U.S. military planners saw Con Thien as a significant piece of bare earth for establishment of the McNamara Line. This would stretch from the mouth of the Cua Viet River on the coast due west to where Laos met the two Vietnams. Con Thien could see far to the north and east,alike giving it great tactical value. The most available force to hold this land would be the U.S. Marines, having learned through history to suffer willingly – from Chateau Thierry to Tarawa, the Chosin Reservoir and now Con Thien.

Marines occupied the mass and with an assist from the NVA transformed it to a modern Verdun. Bunkers and trenches wound around the perimeter and all the modern material and support converged to make Con Thien a self-contained fortress – one that was an easy aiming point for the many artillery pieces less than five miles to the north.

Very quickly, the NVA artillery began to roll across the terrain.

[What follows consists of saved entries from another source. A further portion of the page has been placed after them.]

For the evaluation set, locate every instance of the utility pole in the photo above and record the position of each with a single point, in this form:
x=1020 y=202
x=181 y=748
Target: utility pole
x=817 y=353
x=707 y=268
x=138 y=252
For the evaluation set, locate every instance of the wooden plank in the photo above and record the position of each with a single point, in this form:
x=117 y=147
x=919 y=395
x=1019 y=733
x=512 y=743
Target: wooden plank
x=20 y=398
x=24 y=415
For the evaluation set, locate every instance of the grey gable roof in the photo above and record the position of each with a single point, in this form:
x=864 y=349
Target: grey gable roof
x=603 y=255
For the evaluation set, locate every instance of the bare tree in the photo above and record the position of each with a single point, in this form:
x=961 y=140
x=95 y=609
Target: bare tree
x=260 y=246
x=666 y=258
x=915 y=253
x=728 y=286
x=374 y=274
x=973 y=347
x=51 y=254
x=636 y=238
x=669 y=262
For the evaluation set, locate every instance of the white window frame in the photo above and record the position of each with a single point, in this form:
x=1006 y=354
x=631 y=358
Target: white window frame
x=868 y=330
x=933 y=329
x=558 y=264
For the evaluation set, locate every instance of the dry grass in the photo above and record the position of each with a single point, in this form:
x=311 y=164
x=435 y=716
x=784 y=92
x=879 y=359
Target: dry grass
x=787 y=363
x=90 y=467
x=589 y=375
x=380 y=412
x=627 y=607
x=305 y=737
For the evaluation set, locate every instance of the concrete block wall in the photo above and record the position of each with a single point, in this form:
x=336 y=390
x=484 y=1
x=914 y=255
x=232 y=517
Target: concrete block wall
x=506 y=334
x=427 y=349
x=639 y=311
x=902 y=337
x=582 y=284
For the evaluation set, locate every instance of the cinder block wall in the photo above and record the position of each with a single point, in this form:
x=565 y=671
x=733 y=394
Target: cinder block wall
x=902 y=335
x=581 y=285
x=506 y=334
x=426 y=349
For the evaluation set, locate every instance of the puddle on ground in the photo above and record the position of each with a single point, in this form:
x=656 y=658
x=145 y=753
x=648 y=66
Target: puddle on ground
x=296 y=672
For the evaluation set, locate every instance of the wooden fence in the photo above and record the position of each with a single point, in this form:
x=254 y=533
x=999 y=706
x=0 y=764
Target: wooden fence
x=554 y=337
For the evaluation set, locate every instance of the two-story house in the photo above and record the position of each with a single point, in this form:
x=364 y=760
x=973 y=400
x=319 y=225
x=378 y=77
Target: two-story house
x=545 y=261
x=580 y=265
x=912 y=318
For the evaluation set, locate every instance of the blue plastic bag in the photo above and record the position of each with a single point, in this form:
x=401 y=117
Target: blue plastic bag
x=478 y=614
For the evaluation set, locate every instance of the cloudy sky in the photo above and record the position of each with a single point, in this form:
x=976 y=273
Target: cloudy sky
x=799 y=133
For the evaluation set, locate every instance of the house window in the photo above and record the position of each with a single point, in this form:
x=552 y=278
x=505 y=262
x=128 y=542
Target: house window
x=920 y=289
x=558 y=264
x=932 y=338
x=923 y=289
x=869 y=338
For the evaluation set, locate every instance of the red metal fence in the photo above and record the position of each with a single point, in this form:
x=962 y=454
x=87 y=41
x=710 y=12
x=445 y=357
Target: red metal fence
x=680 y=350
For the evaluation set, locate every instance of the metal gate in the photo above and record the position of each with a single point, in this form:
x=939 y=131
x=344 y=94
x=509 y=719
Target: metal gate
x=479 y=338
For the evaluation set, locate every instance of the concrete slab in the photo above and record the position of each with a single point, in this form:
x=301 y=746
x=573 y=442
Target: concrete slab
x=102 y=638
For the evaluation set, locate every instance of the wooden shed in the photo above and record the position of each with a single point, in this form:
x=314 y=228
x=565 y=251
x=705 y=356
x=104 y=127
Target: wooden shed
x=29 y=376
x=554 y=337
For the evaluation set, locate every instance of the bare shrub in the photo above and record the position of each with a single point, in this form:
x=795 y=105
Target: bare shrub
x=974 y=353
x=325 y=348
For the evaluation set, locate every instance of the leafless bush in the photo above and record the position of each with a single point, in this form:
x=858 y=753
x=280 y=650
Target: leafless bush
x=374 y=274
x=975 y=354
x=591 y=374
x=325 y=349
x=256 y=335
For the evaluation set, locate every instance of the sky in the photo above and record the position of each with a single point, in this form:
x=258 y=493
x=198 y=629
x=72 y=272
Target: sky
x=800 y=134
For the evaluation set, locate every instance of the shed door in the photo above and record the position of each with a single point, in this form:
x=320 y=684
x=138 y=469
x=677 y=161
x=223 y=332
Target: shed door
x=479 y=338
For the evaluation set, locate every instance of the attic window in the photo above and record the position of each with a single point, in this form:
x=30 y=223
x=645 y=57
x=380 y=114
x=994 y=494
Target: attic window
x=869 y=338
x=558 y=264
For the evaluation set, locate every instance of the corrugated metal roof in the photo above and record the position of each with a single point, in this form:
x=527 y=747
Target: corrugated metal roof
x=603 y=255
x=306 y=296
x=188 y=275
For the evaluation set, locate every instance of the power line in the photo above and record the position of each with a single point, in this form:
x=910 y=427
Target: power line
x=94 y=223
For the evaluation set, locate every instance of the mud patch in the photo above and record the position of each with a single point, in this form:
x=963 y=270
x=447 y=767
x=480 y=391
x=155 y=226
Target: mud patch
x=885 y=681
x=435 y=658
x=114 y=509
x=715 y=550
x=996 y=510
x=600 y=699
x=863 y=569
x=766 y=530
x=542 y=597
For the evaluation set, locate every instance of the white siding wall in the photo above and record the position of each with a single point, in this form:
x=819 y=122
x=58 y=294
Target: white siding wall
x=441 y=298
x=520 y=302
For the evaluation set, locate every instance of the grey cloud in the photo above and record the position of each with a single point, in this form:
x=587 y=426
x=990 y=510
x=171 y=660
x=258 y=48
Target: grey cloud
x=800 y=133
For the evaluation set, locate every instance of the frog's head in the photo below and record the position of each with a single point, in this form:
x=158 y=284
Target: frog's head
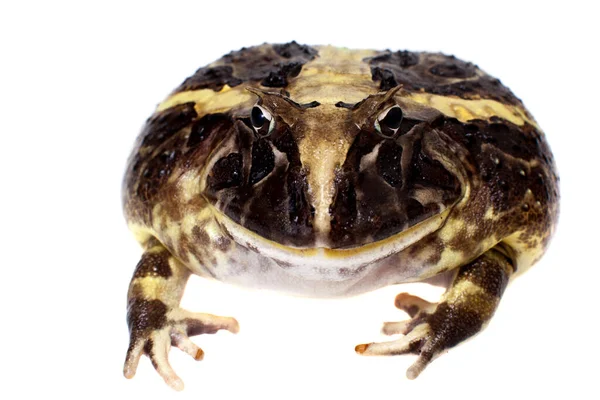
x=334 y=174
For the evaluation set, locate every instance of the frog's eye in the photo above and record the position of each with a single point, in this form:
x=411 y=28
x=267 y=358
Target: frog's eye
x=388 y=122
x=262 y=120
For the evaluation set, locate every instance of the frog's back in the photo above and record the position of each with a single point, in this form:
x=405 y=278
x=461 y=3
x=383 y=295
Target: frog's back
x=508 y=161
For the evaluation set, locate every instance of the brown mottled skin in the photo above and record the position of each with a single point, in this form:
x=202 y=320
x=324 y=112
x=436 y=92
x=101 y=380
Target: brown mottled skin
x=332 y=172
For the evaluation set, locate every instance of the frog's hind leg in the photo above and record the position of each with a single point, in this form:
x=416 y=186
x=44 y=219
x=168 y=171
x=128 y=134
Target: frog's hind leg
x=155 y=319
x=464 y=310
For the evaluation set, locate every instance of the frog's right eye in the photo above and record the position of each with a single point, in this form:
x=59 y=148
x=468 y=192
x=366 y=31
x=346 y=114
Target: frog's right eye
x=262 y=121
x=388 y=122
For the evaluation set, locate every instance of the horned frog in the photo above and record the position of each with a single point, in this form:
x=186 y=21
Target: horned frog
x=331 y=172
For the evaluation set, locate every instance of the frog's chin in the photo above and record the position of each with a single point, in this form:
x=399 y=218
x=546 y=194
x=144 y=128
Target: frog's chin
x=353 y=257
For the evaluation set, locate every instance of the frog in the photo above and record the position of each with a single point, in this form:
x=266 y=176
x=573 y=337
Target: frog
x=330 y=172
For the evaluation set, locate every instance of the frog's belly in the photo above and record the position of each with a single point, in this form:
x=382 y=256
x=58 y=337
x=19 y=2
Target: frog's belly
x=315 y=276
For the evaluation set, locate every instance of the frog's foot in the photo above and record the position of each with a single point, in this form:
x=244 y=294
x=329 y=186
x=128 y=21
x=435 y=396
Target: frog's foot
x=153 y=331
x=463 y=311
x=418 y=337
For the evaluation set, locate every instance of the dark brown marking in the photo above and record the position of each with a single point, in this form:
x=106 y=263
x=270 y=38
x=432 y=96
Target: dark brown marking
x=436 y=73
x=153 y=265
x=222 y=243
x=376 y=201
x=277 y=208
x=205 y=126
x=144 y=316
x=210 y=78
x=487 y=273
x=293 y=49
x=272 y=65
x=227 y=172
x=388 y=163
x=263 y=161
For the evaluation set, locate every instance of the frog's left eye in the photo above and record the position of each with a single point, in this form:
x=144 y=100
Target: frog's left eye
x=262 y=120
x=388 y=122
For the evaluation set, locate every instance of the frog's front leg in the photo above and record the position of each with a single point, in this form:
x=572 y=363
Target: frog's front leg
x=463 y=311
x=155 y=319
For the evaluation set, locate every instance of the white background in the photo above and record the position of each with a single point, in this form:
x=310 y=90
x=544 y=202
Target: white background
x=78 y=80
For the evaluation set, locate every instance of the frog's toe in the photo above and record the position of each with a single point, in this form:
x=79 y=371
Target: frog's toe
x=174 y=328
x=413 y=305
x=417 y=340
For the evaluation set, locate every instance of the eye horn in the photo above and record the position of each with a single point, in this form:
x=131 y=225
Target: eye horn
x=262 y=121
x=388 y=122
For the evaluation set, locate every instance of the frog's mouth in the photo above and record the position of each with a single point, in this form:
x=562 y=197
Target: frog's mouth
x=350 y=258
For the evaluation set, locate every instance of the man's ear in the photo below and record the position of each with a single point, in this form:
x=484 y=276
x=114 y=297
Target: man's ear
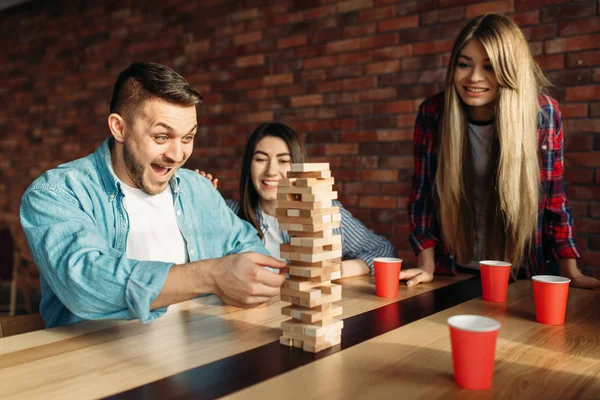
x=116 y=124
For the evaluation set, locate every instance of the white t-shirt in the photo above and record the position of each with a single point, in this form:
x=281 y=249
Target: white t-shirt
x=481 y=138
x=153 y=231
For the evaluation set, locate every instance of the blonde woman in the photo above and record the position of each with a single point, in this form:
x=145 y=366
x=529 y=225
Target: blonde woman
x=488 y=180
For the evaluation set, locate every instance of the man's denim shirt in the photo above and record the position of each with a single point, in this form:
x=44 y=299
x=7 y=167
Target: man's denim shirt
x=76 y=226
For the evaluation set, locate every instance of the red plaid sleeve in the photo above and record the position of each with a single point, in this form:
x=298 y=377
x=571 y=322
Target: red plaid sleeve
x=558 y=219
x=421 y=212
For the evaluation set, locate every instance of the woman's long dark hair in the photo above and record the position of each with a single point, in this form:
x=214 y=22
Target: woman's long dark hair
x=248 y=195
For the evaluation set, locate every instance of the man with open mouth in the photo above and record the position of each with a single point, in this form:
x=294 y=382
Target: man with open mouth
x=125 y=232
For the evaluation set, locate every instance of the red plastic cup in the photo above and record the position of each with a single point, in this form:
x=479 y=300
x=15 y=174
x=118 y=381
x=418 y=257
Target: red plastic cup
x=494 y=280
x=387 y=276
x=473 y=340
x=550 y=295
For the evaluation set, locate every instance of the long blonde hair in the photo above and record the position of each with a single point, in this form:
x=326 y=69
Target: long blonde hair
x=512 y=205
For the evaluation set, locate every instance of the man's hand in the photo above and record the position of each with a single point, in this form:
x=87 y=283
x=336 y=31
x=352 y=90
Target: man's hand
x=414 y=276
x=214 y=181
x=241 y=280
x=568 y=269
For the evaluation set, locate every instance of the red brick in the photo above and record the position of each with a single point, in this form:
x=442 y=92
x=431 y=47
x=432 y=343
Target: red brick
x=397 y=24
x=377 y=14
x=494 y=6
x=319 y=62
x=587 y=159
x=339 y=148
x=291 y=90
x=320 y=12
x=587 y=225
x=380 y=41
x=579 y=175
x=294 y=41
x=442 y=15
x=377 y=94
x=311 y=75
x=359 y=83
x=566 y=12
x=281 y=79
x=578 y=192
x=353 y=5
x=246 y=38
x=395 y=107
x=438 y=46
x=377 y=201
x=583 y=59
x=583 y=93
x=345 y=72
x=308 y=100
x=539 y=32
x=384 y=67
x=552 y=62
x=569 y=77
x=247 y=61
x=579 y=27
x=287 y=19
x=527 y=18
x=197 y=47
x=574 y=110
x=394 y=135
x=355 y=58
x=521 y=5
x=393 y=52
x=341 y=46
x=573 y=43
x=246 y=14
x=430 y=76
x=397 y=162
x=407 y=120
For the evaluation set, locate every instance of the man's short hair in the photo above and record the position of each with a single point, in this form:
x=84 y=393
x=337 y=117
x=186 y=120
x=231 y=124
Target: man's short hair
x=144 y=81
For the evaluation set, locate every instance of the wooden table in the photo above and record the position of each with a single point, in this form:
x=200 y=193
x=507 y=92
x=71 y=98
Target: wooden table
x=202 y=349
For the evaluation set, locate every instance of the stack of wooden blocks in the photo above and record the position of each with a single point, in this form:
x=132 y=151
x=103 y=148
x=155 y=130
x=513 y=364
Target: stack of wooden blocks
x=305 y=211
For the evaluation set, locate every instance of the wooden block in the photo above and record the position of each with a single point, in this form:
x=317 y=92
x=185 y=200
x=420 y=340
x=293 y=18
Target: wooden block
x=329 y=330
x=335 y=262
x=315 y=348
x=317 y=219
x=301 y=283
x=310 y=228
x=315 y=242
x=331 y=288
x=320 y=234
x=290 y=212
x=312 y=258
x=313 y=302
x=322 y=196
x=315 y=174
x=311 y=182
x=312 y=316
x=300 y=205
x=288 y=248
x=309 y=167
x=308 y=294
x=305 y=189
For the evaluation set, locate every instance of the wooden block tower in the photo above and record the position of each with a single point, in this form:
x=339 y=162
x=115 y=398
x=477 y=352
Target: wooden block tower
x=305 y=211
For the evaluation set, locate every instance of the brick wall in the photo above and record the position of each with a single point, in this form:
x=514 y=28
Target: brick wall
x=348 y=75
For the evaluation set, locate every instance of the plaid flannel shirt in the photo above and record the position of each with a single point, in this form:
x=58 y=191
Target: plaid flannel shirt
x=555 y=235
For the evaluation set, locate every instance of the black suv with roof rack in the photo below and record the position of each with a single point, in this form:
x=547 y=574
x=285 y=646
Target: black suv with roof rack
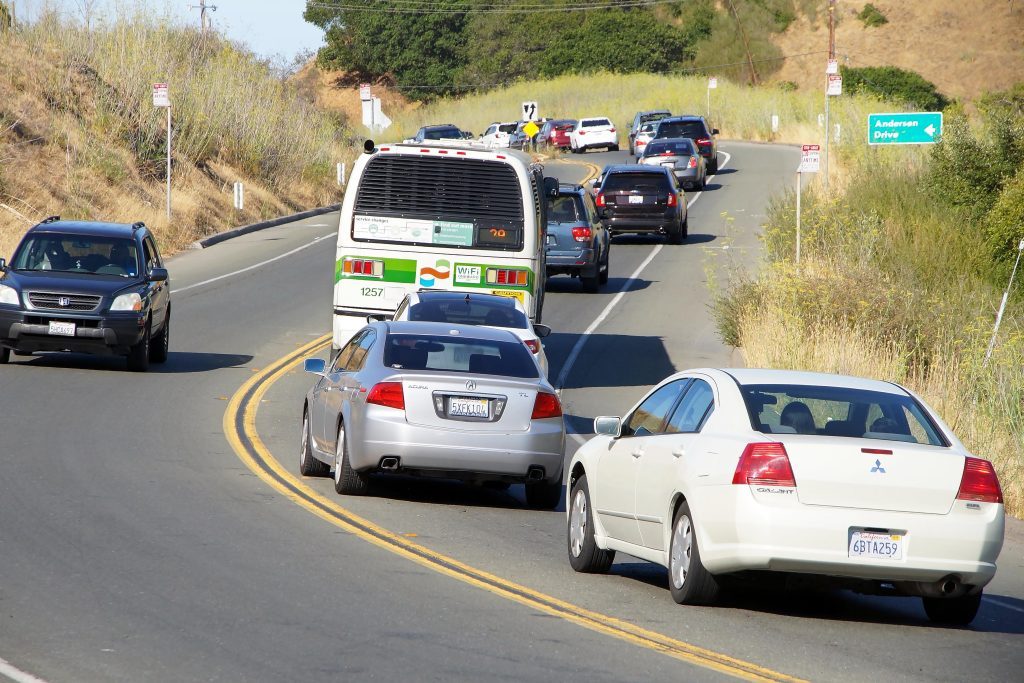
x=86 y=287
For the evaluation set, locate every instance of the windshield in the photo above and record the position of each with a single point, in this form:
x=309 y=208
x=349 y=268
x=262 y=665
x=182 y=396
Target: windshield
x=470 y=311
x=784 y=409
x=76 y=253
x=460 y=354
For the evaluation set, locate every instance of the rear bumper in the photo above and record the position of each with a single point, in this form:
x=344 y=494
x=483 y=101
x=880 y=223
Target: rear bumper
x=30 y=333
x=791 y=537
x=462 y=454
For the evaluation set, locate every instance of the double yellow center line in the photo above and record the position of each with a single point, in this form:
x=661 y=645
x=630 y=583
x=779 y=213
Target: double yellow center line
x=240 y=428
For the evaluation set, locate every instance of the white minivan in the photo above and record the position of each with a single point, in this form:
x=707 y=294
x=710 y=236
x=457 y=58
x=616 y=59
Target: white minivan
x=438 y=215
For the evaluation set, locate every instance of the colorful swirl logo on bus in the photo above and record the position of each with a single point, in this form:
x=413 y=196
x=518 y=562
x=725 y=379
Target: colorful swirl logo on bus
x=429 y=276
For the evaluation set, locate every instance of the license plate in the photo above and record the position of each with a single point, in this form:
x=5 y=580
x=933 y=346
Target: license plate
x=62 y=329
x=468 y=408
x=877 y=546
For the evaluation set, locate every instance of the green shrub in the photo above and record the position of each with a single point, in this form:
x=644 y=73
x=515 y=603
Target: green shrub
x=895 y=84
x=871 y=15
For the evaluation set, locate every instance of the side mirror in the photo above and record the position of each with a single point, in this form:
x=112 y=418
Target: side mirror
x=314 y=366
x=608 y=426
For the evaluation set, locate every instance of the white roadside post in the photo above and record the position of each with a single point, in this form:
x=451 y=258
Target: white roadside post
x=1003 y=305
x=161 y=97
x=810 y=156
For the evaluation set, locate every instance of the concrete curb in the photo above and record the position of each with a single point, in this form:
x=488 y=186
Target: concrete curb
x=263 y=224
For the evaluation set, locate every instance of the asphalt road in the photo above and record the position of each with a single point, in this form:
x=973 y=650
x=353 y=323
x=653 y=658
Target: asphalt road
x=135 y=545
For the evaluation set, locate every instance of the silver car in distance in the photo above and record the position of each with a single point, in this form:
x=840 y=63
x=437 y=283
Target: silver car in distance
x=434 y=399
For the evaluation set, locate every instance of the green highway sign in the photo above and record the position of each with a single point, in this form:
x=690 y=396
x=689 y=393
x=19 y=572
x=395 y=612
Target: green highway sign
x=913 y=128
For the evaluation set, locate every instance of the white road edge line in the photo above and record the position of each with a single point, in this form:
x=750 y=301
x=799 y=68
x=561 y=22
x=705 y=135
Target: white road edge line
x=252 y=267
x=1000 y=603
x=578 y=347
x=15 y=674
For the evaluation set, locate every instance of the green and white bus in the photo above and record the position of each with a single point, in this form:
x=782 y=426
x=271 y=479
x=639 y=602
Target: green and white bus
x=444 y=215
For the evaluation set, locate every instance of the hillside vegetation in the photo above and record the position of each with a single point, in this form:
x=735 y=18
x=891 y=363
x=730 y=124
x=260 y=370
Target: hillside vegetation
x=79 y=135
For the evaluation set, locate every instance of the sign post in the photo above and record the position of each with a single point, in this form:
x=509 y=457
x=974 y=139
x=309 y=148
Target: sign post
x=161 y=97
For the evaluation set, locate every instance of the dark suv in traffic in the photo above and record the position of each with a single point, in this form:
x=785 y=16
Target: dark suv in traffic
x=695 y=128
x=642 y=199
x=577 y=242
x=86 y=287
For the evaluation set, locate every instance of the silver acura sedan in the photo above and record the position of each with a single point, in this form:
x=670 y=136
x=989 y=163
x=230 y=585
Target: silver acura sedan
x=434 y=399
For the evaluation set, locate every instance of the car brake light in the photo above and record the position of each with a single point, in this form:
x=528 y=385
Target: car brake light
x=764 y=464
x=546 y=406
x=582 y=233
x=389 y=394
x=979 y=482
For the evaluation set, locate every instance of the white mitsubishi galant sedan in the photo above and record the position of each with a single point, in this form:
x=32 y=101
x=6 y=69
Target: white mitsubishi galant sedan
x=853 y=482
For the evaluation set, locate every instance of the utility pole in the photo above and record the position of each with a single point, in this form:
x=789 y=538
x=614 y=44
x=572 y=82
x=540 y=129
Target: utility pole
x=204 y=20
x=832 y=55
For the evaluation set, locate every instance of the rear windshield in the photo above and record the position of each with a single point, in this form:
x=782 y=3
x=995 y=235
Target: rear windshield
x=75 y=253
x=471 y=311
x=563 y=209
x=784 y=409
x=641 y=182
x=459 y=354
x=681 y=147
x=692 y=129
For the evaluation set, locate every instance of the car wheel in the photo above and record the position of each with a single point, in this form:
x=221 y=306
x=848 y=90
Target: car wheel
x=346 y=480
x=544 y=495
x=689 y=583
x=160 y=345
x=952 y=611
x=584 y=554
x=138 y=355
x=308 y=465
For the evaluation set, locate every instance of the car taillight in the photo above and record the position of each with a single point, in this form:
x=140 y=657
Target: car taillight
x=389 y=394
x=979 y=482
x=507 y=276
x=764 y=464
x=582 y=233
x=366 y=267
x=546 y=406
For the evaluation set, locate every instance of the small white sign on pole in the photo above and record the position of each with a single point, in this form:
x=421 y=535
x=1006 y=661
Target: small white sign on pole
x=835 y=85
x=810 y=159
x=161 y=96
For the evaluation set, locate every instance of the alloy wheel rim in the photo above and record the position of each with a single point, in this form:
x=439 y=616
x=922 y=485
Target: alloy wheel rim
x=682 y=551
x=578 y=523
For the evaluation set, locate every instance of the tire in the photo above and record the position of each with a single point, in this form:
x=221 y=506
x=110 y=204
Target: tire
x=689 y=583
x=346 y=480
x=138 y=355
x=952 y=611
x=308 y=465
x=544 y=495
x=161 y=344
x=585 y=556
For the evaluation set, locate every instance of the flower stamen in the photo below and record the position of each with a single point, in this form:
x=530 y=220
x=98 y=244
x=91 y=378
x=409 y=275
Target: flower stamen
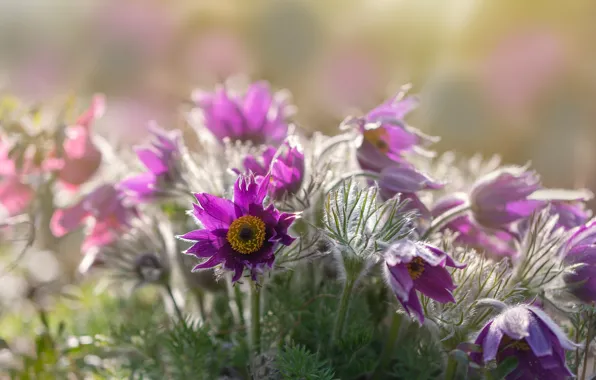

It ranged from 152mm to 120mm artillery to 4.2 and 82mm mortars. They rained constantly on the position. Even so, their effect was less significant than the constant monsoon rains.?

Con Thien is largely clay laterite. It holds water, prevents percolation and creates a seemingly endless series of red-rimmed pools. Its mud is like glue and sticks to boots, skin and clothing. Marine faces would glisten with fresh water from the sky, but their bodies would be coated in muddy glue.?

Sanitation was impossible. First-echelon medics learned to wipe an arm and their hand simultaneously before inserting IVs. Doctors, working in a leaking bunker probed and cut with flashlights and lanterns. It was not a pleasant place, but it was a hill of angels.

Photographer David Douglas Duncan, himself a Marine in World War II, stayed in the trenches there for a week and was struck by the sense of duty and camaraderie the men had for each other. Rank was understood, but it wasn’t a forced issue. Commands can be casual and obeyed as well. The blood of brotherhood was constantly refreshed.

The North pounded it mercilessly and attacked often. Patrols and night OPs were always engaged. The rain increased in intensity, as did the casualties. Helicopters constantly resupplied ammunition, rations and water and back-hauled the casualties, the living on litters and the dead in plastic mummy wraps stacked in whatever space was available.?

Men slept and worked in soaked, muddy clothes. Skin became waterlogged and rolled off in small, visible streaks. Rations were what was offered in the C Rations, dispensed individually with white, grease-covered spoons coveted for everything from eating to toileting, the paper ration roll usually having dissolved quickly after exposure. Flak jackets provided some warmth. Cigarettes were treasured and traded as if they were gold. A pack of cigarettes could get you off a night’s OP. Five Lucky Strikes for the can of beans and balls. I got ham and limas.?

Cigarettes glowed constantly and were carefully covered in order to light the next or your buddy’s. Matches were rendered inoperable almost upon opening the sundry pack. A box of wooden matches, sent from home, illegally, were a treasure to be protected in plastic and kept in the bunker.

The position became a deeply cratered junk yard. Things that one might treasure at home – weapons, ammo, personal effects, rations and clothing – were just battlefield junk. Occupants lived like prairie dogs, looking out from protective positions toward daylight and the evil lurking beyond the barbed wire. Nearly constant engagements were conducted through sandbag and dirt-filled ammo box slits. The rain of fire would be momentarily forgotten in the heat of changing magazines, feeding the pig or treating a buddy’s wound.

Con Thien, as all firebases, was a model of battlefield simplicity and complexity. Cigarettes, dirt, casualties, family. Everyone who lived to come off that hill was, in fact, an angel in every sense of the word.